Once a ticket has been issued, what are my options for changing the dates or cancelling it entirely? From what I read, I would have to return them for a refund then book a new reservation from scratch? Is there any fee for that?


----------



## AlanB (Mar 11, 2008)

Faraz said:


> Once a ticket has been issued, what are my options for changing the dates or cancelling it entirely? From what I read, I would have to return them for a refund then book a new reservation from scratch? Is there any fee for that?


There is no fee to return the ticket(s), but you must indeed return them via mail to AGR to get your points back. No changes are permitted, except by returning the tickets and having new tickets issued.

Note: I highly recommend that when returning tickets that you use at least certified mail. Those tickets are valuable and I think it is worth having some way to verify and prove that AGR got them.


----------



## mark t diehl (Mar 11, 2008)

Faraz said:


> Once a ticket has been issued, what are my options for changing the dates or cancelling it entirely? From what I read, I would have to return them for a refund then book a new reservation from scratch? Is there any fee for that?


You can call AGR and ask them to change the travel dates or cancal your trip, you will have to mail your tickets back in and they wll credit your account or have you pick up your new tickets up the day you travel.


----------



## Louis (Mar 18, 2008)

Faraz said:


> Once a ticket has been issued, what are my options for changing the dates or cancelling it entirely? From what I read, I would have to return them for a refund then book a new reservation from scratch? Is there any fee for that?


No charge for making changes or cancelling. That said, there are different methods to be observed depending on a few things.

If you have an AGR reservation and you are picking up the ticket from an AMTRAK ticket agent, AND, if you have not yet had the ticket printed, then you can call the AGR agent and have them cancel the reservation with a credit back to your AGR account. If AGR is sending the tickets to you then they are considered printed when the reservation is made and you must wait to receive them and then send them back.

If you need to make a change to your reservation then you must call AGR and have an AGR agent make the change. Regular AMTRAK ticket agents cannot make changes to AGR reservations. Once the change is made, a ticket exchange, if needed, can be done at an AMTRAK ticket agent.

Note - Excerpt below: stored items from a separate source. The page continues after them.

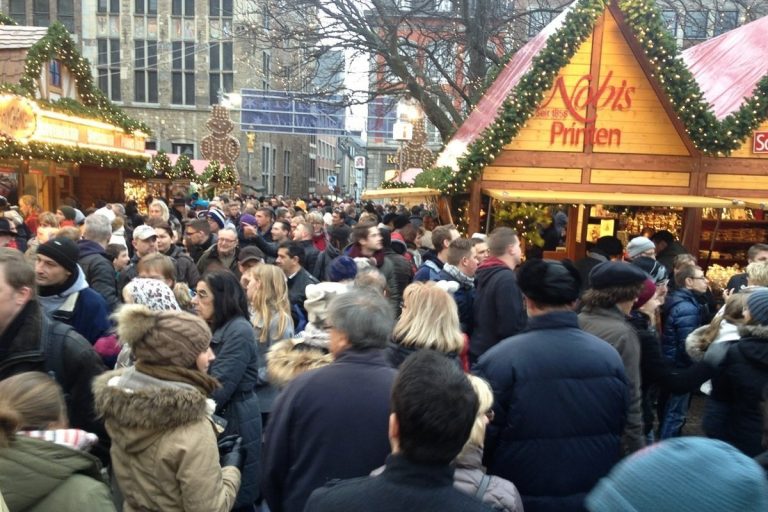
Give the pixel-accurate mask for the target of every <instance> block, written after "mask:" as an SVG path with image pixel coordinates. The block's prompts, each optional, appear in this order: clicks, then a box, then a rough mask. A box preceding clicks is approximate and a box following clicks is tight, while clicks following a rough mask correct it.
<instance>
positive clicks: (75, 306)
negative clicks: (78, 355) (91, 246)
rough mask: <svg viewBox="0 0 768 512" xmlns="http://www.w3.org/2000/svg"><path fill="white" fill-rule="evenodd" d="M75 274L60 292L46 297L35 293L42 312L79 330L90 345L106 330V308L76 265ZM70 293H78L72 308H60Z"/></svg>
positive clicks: (107, 329) (101, 335)
mask: <svg viewBox="0 0 768 512" xmlns="http://www.w3.org/2000/svg"><path fill="white" fill-rule="evenodd" d="M77 271H78V274H77V278H76V280H75V282H74V283H73V284H72V286H70V287H69V288H68V289H67V290H65V291H63V292H62V293H60V294H56V295H49V296H47V297H43V296H38V299H37V300H38V302H39V303H40V307H41V308H42V309H43V311H44V312H45V313H46V314H47V315H48V316H49V317H50V318H53V319H55V320H59V321H60V322H64V323H65V324H67V325H71V326H72V328H73V329H75V330H76V331H77V332H79V333H80V334H81V335H82V336H83V338H85V339H86V340H88V342H89V343H90V344H91V345H93V344H94V343H96V340H97V339H99V338H101V337H102V336H104V335H105V334H106V333H107V331H108V330H109V327H110V324H109V311H107V301H106V300H104V297H102V296H101V295H99V294H98V293H97V292H95V291H94V290H92V289H91V288H89V287H88V282H87V281H86V280H85V273H84V272H83V269H81V268H80V266H79V265H78V269H77ZM73 293H78V294H79V295H78V297H77V301H76V302H75V306H74V309H72V311H63V310H62V308H63V306H64V303H65V302H66V300H67V298H68V297H69V296H70V295H72V294H73Z"/></svg>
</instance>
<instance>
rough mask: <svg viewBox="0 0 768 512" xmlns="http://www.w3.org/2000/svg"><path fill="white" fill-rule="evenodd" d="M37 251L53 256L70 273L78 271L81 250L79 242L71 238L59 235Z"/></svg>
mask: <svg viewBox="0 0 768 512" xmlns="http://www.w3.org/2000/svg"><path fill="white" fill-rule="evenodd" d="M37 253H38V254H42V255H43V256H47V257H48V258H51V259H52V260H53V261H55V262H56V263H58V264H59V265H61V266H62V267H64V268H65V269H66V270H67V271H68V272H69V273H71V274H76V273H77V260H78V259H79V258H80V250H79V249H78V248H77V244H76V243H75V242H73V241H72V240H70V239H69V238H64V237H59V238H53V239H51V240H48V241H47V242H45V243H44V244H41V245H40V246H39V247H38V248H37Z"/></svg>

My experience, when I needed to change my day of departure and I already had printed tickets in hand, was to call AGR and have them change the reservation then exchange the tickets at an AMTRAK ticket agent. The agent in Kalamazoo Michigan was unable to get the exchange to work, but the agent in Chicago Illinios had no trouble at all. I concluded that a lot has to do with the agent's understanding of how AGR tickets work within the reservation system.


----------



## rtabern (Mar 23, 2008)

The best advice is not to have the ticket printed (IF POSSIBLE OF COURSE) until you are sure you're going.

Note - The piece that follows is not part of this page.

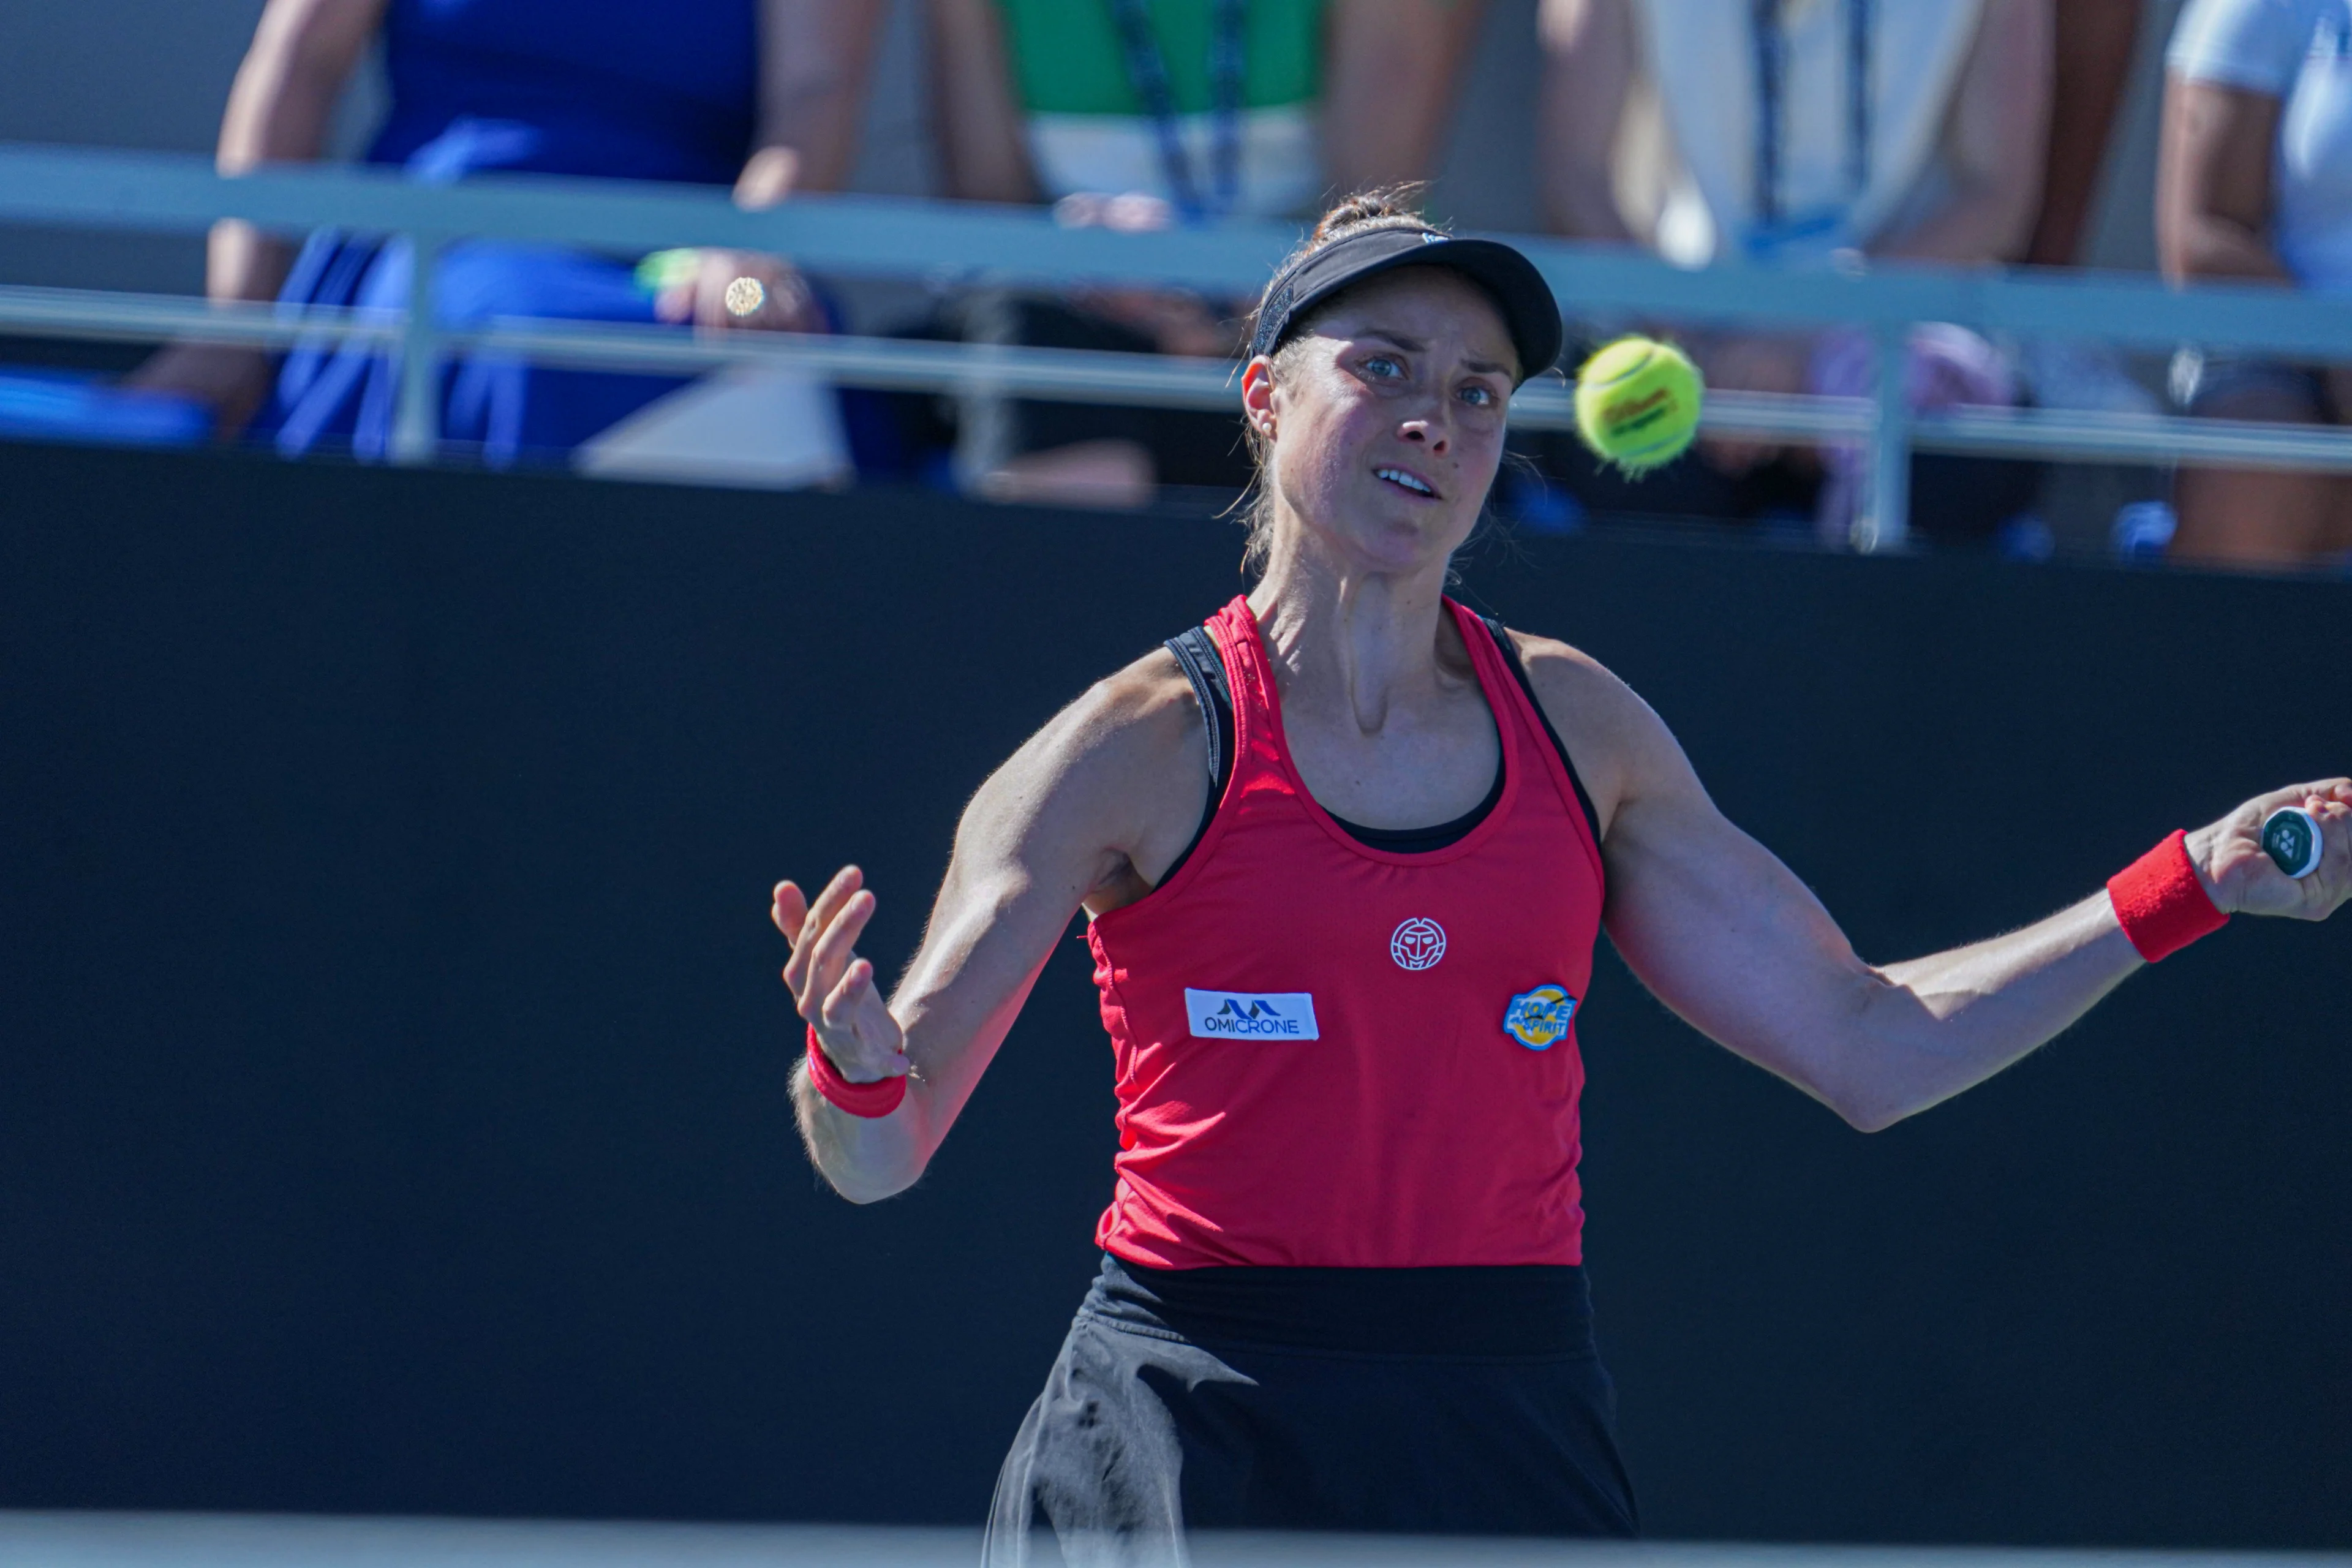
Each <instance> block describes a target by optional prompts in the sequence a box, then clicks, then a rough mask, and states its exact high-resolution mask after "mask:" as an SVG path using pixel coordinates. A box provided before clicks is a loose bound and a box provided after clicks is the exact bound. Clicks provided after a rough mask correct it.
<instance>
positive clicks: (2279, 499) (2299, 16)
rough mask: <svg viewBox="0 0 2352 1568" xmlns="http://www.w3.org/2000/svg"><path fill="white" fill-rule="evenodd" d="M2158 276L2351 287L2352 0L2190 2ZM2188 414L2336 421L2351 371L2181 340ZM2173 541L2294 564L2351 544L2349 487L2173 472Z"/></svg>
mask: <svg viewBox="0 0 2352 1568" xmlns="http://www.w3.org/2000/svg"><path fill="white" fill-rule="evenodd" d="M2157 252H2159V256H2161V261H2164V275H2166V277H2171V280H2176V282H2185V280H2197V277H2230V280H2237V282H2279V284H2288V287H2303V289H2324V292H2347V289H2352V0H2190V5H2187V9H2185V12H2183V14H2180V24H2178V26H2176V28H2173V42H2171V49H2169V54H2166V85H2164V146H2161V153H2159V167H2157ZM2173 393H2176V395H2178V397H2180V400H2183V402H2185V404H2187V409H2190V411H2192V414H2204V416H2211V418H2265V421H2284V423H2307V425H2319V423H2345V414H2347V411H2352V374H2347V369H2345V367H2336V369H2333V371H2328V369H2321V367H2314V364H2286V362H2279V360H2265V357H2258V355H2237V353H2199V350H2194V348H2185V350H2183V353H2180V355H2178V357H2176V362H2173ZM2176 508H2178V512H2180V527H2178V531H2176V534H2173V545H2171V552H2173V555H2180V557H2192V559H2206V562H2234V564H2296V562H2310V559H2319V557H2326V555H2336V552H2340V550H2347V548H2352V482H2347V480H2343V477H2328V475H2298V473H2260V470H2232V468H2183V470H2180V475H2178V480H2176Z"/></svg>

I made a reservation for CHI-LAX on 421 and told them I'd just pick it up at the ticket office in MKE.

Then I was sitting there thinking about it and realized I could get a free MKE-CHI and LAX-SAN ticket out of the deal too, so I called back and re-booked the trip from MKE-SAN on Hiawatha/421/Surfliner.

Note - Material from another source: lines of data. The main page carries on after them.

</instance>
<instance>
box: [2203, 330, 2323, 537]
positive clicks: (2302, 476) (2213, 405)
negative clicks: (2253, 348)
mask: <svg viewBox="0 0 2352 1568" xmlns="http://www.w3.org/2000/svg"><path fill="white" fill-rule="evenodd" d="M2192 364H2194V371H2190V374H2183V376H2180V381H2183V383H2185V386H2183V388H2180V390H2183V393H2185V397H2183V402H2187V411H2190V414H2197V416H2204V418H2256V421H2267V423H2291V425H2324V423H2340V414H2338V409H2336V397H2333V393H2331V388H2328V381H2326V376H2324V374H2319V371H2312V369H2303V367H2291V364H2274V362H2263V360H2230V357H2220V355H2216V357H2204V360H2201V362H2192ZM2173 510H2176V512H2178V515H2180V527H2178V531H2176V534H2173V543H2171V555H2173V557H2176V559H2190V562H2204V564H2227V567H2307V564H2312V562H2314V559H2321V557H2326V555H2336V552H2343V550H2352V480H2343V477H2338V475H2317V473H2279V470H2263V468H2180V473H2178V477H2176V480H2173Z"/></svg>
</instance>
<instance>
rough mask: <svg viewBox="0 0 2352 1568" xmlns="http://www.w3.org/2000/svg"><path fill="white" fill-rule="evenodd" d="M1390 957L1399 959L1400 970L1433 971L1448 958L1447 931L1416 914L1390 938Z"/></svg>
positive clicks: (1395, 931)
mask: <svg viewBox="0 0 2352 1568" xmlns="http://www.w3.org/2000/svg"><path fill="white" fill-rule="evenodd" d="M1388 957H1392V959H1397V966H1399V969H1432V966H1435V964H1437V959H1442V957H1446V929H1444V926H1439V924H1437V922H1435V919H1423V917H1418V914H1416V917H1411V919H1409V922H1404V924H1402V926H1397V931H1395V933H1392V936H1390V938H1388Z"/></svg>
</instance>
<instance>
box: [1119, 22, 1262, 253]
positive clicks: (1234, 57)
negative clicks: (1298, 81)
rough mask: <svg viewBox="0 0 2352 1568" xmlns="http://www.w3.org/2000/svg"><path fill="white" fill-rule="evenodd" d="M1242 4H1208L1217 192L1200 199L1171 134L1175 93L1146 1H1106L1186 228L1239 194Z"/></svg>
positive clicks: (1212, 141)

Since I didn't pick it up yet, they did it right there on the computer... no penalities or problems.

It saved me over $40.

And remember, tickets on services like the Hiawatha and Surfliners are un-reserved. So you can always tack on a CHI-MKE or LAX-SAN leg on to your AGR trip and use the tickets at a later date too!!


----------



## AlanB (Mar 23, 2008)

rtabern said:


> The best advice is not to have the ticket printed (IF POSSIBLE OF COURSE) until you are sure you're going.


The problem is that AGR insists on mailing you the tickets if you make a reservation that is more than 1 month away from the current date. It is only if you make the reservation within 30 days of travel that you can pick up the tickets from the Quik-Trak machine.

This policy makes no sense to me at all, but it is what it is. If one pays for one's tickets, one must pay to have them mailed to you, unless you live near and board at an unstaffed station. But if your getting free tickets, Amtrak will mail them to you for free. Go figure! :blink:


----------



## rmgreenesq (Apr 11, 2008)

AlanB said:


> The problem is that AGR insists on mailing you the tickets if you make a reservation that is more than 1 month away from the current date. It is only if you make the reservation within 30 days of travel that you can pick up the tickets from the Quik-Trak machine.
> This policy makes no sense to me at all, but it is what it is. If one pays for one's tickets, one must pay to have them mailed to you, unless you live near and board at an unstaffed station. But if your getting free tickets, Amtrak will mail them to you for free. Go figure! :blink:


I agree, this makes no sense at all. I recently madr my first redemption of AGR points for a bedroom to ORL to take the family to the house of mouse. AGR is mailing me the tickets. Not sure why as between now and the time I get the tickets, I will wander by four different banks of QuickTrak machines (RTE and NWK twice) Must be an accounting or work flow management thing. Maybe AGR never got the memo.....

Rick


----------